C1-1 クライオ電子顕微鏡法のための膜タンパク質複合体の生産と試料調製技術
膜タンパク質複合体の発現と精製、クライオ電子顕微鏡観察用試料調製、界面活性剤除去法
[1] 支援担当者
| 所属 | ①名古屋大学 細胞生理学研究センター ②理化学研究所 |
|
|---|---|---|
| 氏名 | ①大嶋 篤典、阿部 一啓 ②Christoph Gerle |
|
| AMED 事業 |
ユニット/領域名 課題名 |
構造解析ユニット(タンパク質生産領域) クライオ電子顕微鏡を用いた膜タンパク質の高分解能動的構造解析と技術人材育成支援 |
| 代表機関 代表者 |
名古屋大学 大嶋 篤典 |
|
| 支援技術のキーワード | クライオ電子顕微鏡、試料作製、膜タンパク質複合体の発現・精製、界面活性剤除去、 マニュアルブロッティング |
|
[2] 支援技術の概要
- 昆虫細胞や動物細胞を用いてターゲットとなる真核生物由来膜タンパク質複合体を大量発現。
- 膜タンパク質複合体精製標品の品質を評価する蛍光ゲル濾過法や負染色電子顕微鏡法。
- 膜タンパク質複合体のクライオ電子顕微鏡用試料の作製効率を上げる界面活性剤除去法とブロッティング法。
- オンサイトクオリティチェックが可能な膜タンパク質複合体を高分解能単粒子解析するためのクライオ電子顕微鏡。
[3] 支援技術の利用例
- 真核生物由来膜タンパク質複合体の発現と精製の最適化
ギャップ結合チャネルの発現・精製を昆虫細胞と哺乳動物細胞で行っている。サブタイプによって細胞系を使い分けている。 - 界面活性剤除去法GraDeRによって、膜タンパク質複合体を変性させずにフリーのミセルを除去。

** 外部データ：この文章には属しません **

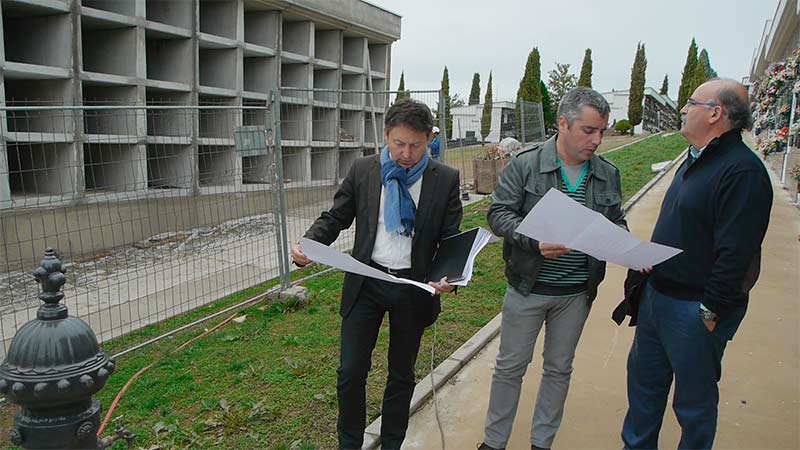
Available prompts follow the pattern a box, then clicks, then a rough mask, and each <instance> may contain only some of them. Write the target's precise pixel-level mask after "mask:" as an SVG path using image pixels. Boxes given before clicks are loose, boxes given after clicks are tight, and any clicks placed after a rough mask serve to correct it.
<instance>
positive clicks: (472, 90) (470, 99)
mask: <svg viewBox="0 0 800 450" xmlns="http://www.w3.org/2000/svg"><path fill="white" fill-rule="evenodd" d="M480 102H481V75H480V74H479V73H478V72H475V75H473V76H472V89H471V90H470V91H469V104H470V105H477V104H478V103H480Z"/></svg>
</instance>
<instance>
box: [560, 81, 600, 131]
mask: <svg viewBox="0 0 800 450" xmlns="http://www.w3.org/2000/svg"><path fill="white" fill-rule="evenodd" d="M584 106H590V107H592V108H594V110H595V111H597V113H598V114H600V115H601V116H603V117H608V115H609V113H610V112H611V107H610V106H609V105H608V102H607V101H606V99H605V98H604V97H603V96H602V95H601V94H600V93H598V92H597V91H595V90H594V89H591V88H587V87H577V88H575V89H573V90H571V91H569V92H567V93H566V95H564V97H563V98H562V99H561V102H560V103H559V104H558V118H559V119H560V118H561V117H564V118H565V119H567V126H568V127H571V126H572V124H573V123H574V122H575V121H576V120H577V119H578V117H580V116H581V113H583V107H584Z"/></svg>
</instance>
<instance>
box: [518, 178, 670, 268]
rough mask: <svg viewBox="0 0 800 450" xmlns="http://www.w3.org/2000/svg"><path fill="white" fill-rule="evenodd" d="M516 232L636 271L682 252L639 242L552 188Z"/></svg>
mask: <svg viewBox="0 0 800 450" xmlns="http://www.w3.org/2000/svg"><path fill="white" fill-rule="evenodd" d="M516 232H517V233H520V234H522V235H525V236H528V237H530V238H533V239H536V240H537V241H539V242H547V243H551V244H562V245H564V246H565V247H567V248H570V249H573V250H578V251H581V252H583V253H586V254H587V255H591V256H592V257H594V258H597V259H599V260H602V261H608V262H612V263H614V264H618V265H621V266H624V267H629V268H631V269H635V270H640V269H643V268H645V267H652V266H655V265H656V264H659V263H662V262H664V261H666V260H668V259H670V258H672V257H673V256H675V255H677V254H678V253H681V252H682V251H683V250H680V249H677V248H673V247H668V246H666V245H661V244H656V243H652V242H641V241H640V240H638V239H636V237H634V236H633V235H632V234H630V233H629V232H627V231H625V230H623V229H622V228H620V227H618V226H617V225H615V224H613V223H612V222H611V221H609V220H608V219H606V217H605V216H603V215H602V214H600V213H598V212H595V211H592V210H590V209H589V208H587V207H585V206H583V205H581V204H580V203H578V202H576V201H575V200H572V199H571V198H569V197H568V196H567V195H566V194H564V193H563V192H561V191H559V190H558V189H554V188H550V190H549V191H547V193H546V194H545V195H544V197H542V199H541V200H539V202H538V203H536V205H535V206H534V207H533V208H532V209H531V210H530V212H529V213H528V215H527V216H525V218H524V219H523V220H522V222H521V223H520V225H519V227H517V229H516Z"/></svg>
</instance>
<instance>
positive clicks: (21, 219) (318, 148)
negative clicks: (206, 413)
mask: <svg viewBox="0 0 800 450" xmlns="http://www.w3.org/2000/svg"><path fill="white" fill-rule="evenodd" d="M408 94H409V95H410V96H411V97H412V98H414V99H417V100H419V101H422V102H424V103H426V104H428V105H429V106H431V107H432V109H433V110H434V111H435V112H436V113H437V116H439V123H440V124H442V125H443V121H444V119H443V114H440V113H438V110H440V109H441V105H440V96H439V92H438V91H419V92H414V91H412V92H408ZM396 97H397V93H396V92H388V91H381V92H378V91H365V90H362V91H355V90H342V91H335V90H323V89H316V90H300V89H283V90H282V91H275V92H273V93H272V94H271V95H270V96H269V97H268V98H265V99H263V100H247V99H244V100H242V99H239V100H238V101H237V100H236V99H226V98H223V97H204V96H200V99H199V102H198V103H199V104H198V105H186V104H176V102H169V101H168V102H164V101H160V100H163V99H155V98H154V99H150V98H148V103H147V104H145V105H135V106H132V105H120V104H110V103H101V102H97V103H95V104H92V105H85V106H57V105H30V104H27V105H22V106H4V107H0V123H1V124H2V140H0V143H2V147H0V150H1V151H0V239H1V240H2V242H1V243H0V356H3V355H4V354H5V350H6V348H7V347H8V345H9V344H10V341H11V339H12V338H13V336H14V334H15V333H16V331H17V329H18V328H19V326H21V325H22V324H24V323H26V322H27V321H29V320H30V319H32V318H33V317H35V312H36V309H37V308H38V305H39V303H40V301H39V300H38V298H37V296H38V292H39V287H38V285H37V284H36V282H35V280H34V278H33V277H32V276H31V271H32V270H33V269H34V268H35V267H36V266H37V264H38V262H39V260H40V259H41V257H42V255H43V254H44V250H45V249H46V248H47V247H52V248H55V249H57V250H58V252H59V254H60V257H61V259H62V260H63V261H64V262H65V263H66V268H67V284H66V285H65V287H64V293H65V300H64V303H65V304H66V305H67V306H68V307H69V308H70V312H71V314H73V315H76V316H78V317H80V318H82V319H83V320H85V321H86V322H88V323H89V324H90V325H91V326H92V328H93V329H94V330H95V332H96V334H97V336H98V338H99V339H100V340H101V341H105V340H108V339H111V338H115V337H119V336H122V335H125V334H127V333H130V332H131V331H134V330H136V329H139V328H141V327H143V326H146V325H148V324H152V323H156V322H160V321H163V320H165V319H167V318H170V317H173V316H175V315H178V314H181V313H185V312H187V311H191V310H193V309H195V308H197V307H199V306H202V305H206V304H208V303H210V302H213V301H216V300H219V299H222V298H224V297H226V296H229V295H231V294H234V293H236V292H239V291H241V290H243V289H246V288H249V287H252V286H255V285H258V284H261V283H264V282H265V281H267V280H270V279H275V278H279V279H280V280H281V282H282V284H284V285H288V284H289V280H290V276H289V271H290V270H291V267H290V265H289V256H288V249H289V247H290V243H293V242H296V241H297V239H298V238H299V236H301V235H302V233H303V232H304V231H305V230H306V229H307V228H308V226H309V225H310V224H311V223H312V221H313V220H314V219H316V218H317V217H318V216H319V214H320V212H321V211H323V210H325V209H327V208H329V207H330V205H331V203H332V199H333V194H334V193H335V191H336V189H337V187H338V184H339V183H340V182H341V180H342V178H343V177H344V176H345V175H346V173H347V170H348V169H349V167H350V165H351V164H352V162H353V161H354V160H355V158H357V157H359V156H362V155H368V154H373V153H374V152H376V151H377V150H378V149H380V148H382V147H383V145H384V142H383V140H384V139H383V120H384V118H385V111H386V109H387V108H388V106H389V105H390V104H391V102H393V101H395V100H396ZM441 128H443V126H442V127H441ZM443 141H444V144H445V145H444V147H445V149H444V150H443V153H444V154H445V159H446V161H447V162H448V163H450V164H454V165H456V167H457V168H458V169H459V170H462V172H463V171H465V170H466V169H468V168H469V167H470V164H466V163H465V164H463V165H462V166H459V165H458V163H459V161H460V159H459V158H458V157H456V155H457V152H458V150H453V151H452V152H451V153H448V151H447V150H446V139H443ZM462 179H469V178H465V177H463V176H462ZM352 238H353V233H352V231H351V230H348V231H347V232H344V233H342V235H341V236H340V238H339V239H338V240H337V242H336V243H335V246H336V247H337V248H338V249H339V250H348V249H349V248H351V246H352Z"/></svg>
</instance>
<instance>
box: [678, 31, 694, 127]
mask: <svg viewBox="0 0 800 450" xmlns="http://www.w3.org/2000/svg"><path fill="white" fill-rule="evenodd" d="M695 66H697V43H695V41H694V38H692V43H691V44H689V52H688V53H687V55H686V64H684V65H683V75H682V76H681V87H680V88H679V89H678V105H677V110H678V111H677V115H678V122H680V120H681V108H683V105H685V104H686V99H688V98H689V97H690V96H691V95H692V92H694V89H691V87H692V81H693V79H694V68H695Z"/></svg>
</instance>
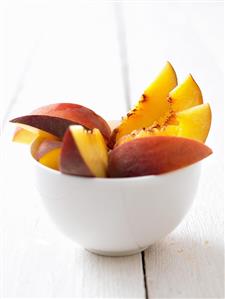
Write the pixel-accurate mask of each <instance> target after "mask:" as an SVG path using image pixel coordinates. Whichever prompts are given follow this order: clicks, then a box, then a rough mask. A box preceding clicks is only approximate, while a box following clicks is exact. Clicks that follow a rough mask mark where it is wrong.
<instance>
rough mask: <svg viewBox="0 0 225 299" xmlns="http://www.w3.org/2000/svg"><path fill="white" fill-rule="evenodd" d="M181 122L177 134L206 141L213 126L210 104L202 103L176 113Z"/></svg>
mask: <svg viewBox="0 0 225 299" xmlns="http://www.w3.org/2000/svg"><path fill="white" fill-rule="evenodd" d="M176 119H177V121H178V123H179V131H178V134H177V136H183V137H187V138H191V139H195V140H199V141H202V142H205V140H206V138H207V136H208V133H209V129H210V126H211V109H210V106H209V104H202V105H198V106H194V107H191V108H189V109H187V110H184V111H180V112H178V113H177V114H176Z"/></svg>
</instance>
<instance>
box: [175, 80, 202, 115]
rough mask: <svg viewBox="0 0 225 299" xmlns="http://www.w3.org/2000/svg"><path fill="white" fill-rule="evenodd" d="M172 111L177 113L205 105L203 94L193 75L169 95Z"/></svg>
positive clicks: (181, 84)
mask: <svg viewBox="0 0 225 299" xmlns="http://www.w3.org/2000/svg"><path fill="white" fill-rule="evenodd" d="M169 98H170V101H171V104H172V109H173V111H175V112H178V111H182V110H185V109H188V108H190V107H193V106H196V105H200V104H202V103H203V98H202V92H201V90H200V88H199V86H198V84H197V83H196V82H195V80H194V78H193V77H192V75H189V76H188V77H187V78H186V80H185V81H184V82H183V83H181V84H179V85H178V86H177V87H176V88H174V89H173V90H172V91H171V92H170V93H169Z"/></svg>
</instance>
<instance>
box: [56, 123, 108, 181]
mask: <svg viewBox="0 0 225 299" xmlns="http://www.w3.org/2000/svg"><path fill="white" fill-rule="evenodd" d="M107 167H108V153H107V146H106V143H105V140H104V138H103V136H102V134H101V132H100V131H99V130H98V129H93V130H87V129H85V128H84V127H82V126H79V125H73V126H70V127H69V128H68V130H67V131H66V133H65V135H64V138H63V146H62V152H61V159H60V170H61V172H63V173H66V174H73V175H79V176H88V177H106V175H107Z"/></svg>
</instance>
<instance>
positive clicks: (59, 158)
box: [33, 137, 62, 170]
mask: <svg viewBox="0 0 225 299" xmlns="http://www.w3.org/2000/svg"><path fill="white" fill-rule="evenodd" d="M35 141H36V149H35V152H34V153H33V157H34V158H35V159H36V160H37V161H39V162H40V163H41V164H43V165H45V166H47V167H49V168H52V169H55V170H59V160H60V154H61V147H62V142H61V141H58V140H47V139H43V138H41V137H38V138H37V139H36V140H35Z"/></svg>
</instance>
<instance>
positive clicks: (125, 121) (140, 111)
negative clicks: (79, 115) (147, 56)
mask: <svg viewBox="0 0 225 299" xmlns="http://www.w3.org/2000/svg"><path fill="white" fill-rule="evenodd" d="M176 85H177V76H176V73H175V70H174V69H173V67H172V65H171V64H170V63H169V62H167V63H166V65H165V67H164V68H163V69H162V71H161V72H160V74H159V75H158V76H157V77H156V79H155V80H154V81H153V82H152V83H151V84H150V85H149V86H148V87H147V88H146V90H145V91H144V94H143V95H142V96H141V99H140V100H139V101H138V103H137V104H136V105H135V107H134V109H132V110H131V111H129V112H128V114H127V116H126V117H124V118H123V119H122V121H121V123H120V125H119V126H118V127H117V128H115V129H114V130H113V133H112V135H111V139H110V143H109V146H110V147H111V148H112V147H113V146H114V144H115V143H117V142H118V140H119V139H120V138H121V137H122V136H124V135H127V134H130V133H131V132H132V131H133V130H136V129H142V128H144V127H145V128H147V127H149V126H151V125H152V124H153V123H154V122H155V121H157V122H158V123H160V124H163V123H164V122H165V121H166V120H167V118H168V117H169V115H170V106H171V105H170V101H169V100H168V95H169V92H170V91H171V90H172V89H174V87H175V86H176Z"/></svg>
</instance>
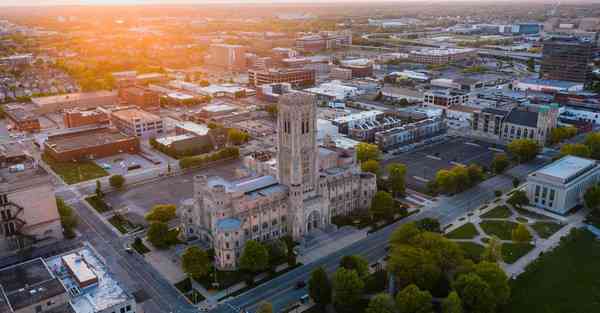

光合成エネルギー変換の膜タンパク質複合体において、GDNを用いたGraDeRを行って、粒子の分散性のよいクライオグリッドの作製に成功した。 - 昆虫細胞を用いた哺乳類の時計タンパク質の大量発現
概日時計の機能を変化させるユニークな化合物の作用機序の解明を目指し、化合物とその標的タンパク質との複合体のX線結晶構造解析を試みている。対象となる哺乳類の時計タンパク質を昆虫細胞において大量発現し、安定供給する系を構築することに成功した。
[4] 支援担当者の研究概要
- 膜タンパク質複合体のクライオ電子顕微鏡用試料調製法の技術開発
クライオ電子顕微鏡用試料(グリッド)作製において、膜タンパク質複合体の精製標品に含まれる界面活性剤の除去法のほか、多様な膜タンパク質複合体に対応したグリッド作製法を探索している。例えばGraDeR(Gradient based Detergent Removal)はグリセロールの密度濃度勾配超遠心法を用いたフリーの界面活性剤ミセルを除く手法である(Hauer and Gerle et al., Structure 23, 1769-1775(2015))。最近ではナノディスク、amphipolといった手法も手掛けている。 - 膜タンパク質複合体の高分解能単粒子解析
グリッド作製の最適化から、膜タンパク質複合体といった難易度の高い試料のクライオ電子顕微鏡による高分解能単粒子解析を目指している。特にギャップ結合チャネルのinnexinやconnexinを中心とした対称性の高い膜タンパク質複合体を中心に、複数の試料調製法を用いて構造解析に取り組んでいる(Oshima et al., Nat. Commun. 7, 13681 (2016))。線虫に存在するギャップ結合チャネルinnexin-6は、可溶化状態とナノディスク再構成状態で構造解析に成功している。
哺乳動物細胞による大量発現系を用いて、プロトンポンプH+,K+-ATPaseの構造研究をX線や電子線を用いて行っている。特にX線結晶構造解析から、H+,K+-ATPaseがどのようにして胃の中にpH 1という強酸性溶液を作り出しているかが理解できた (Abe et al., Nature 556, 214-218 (2018))。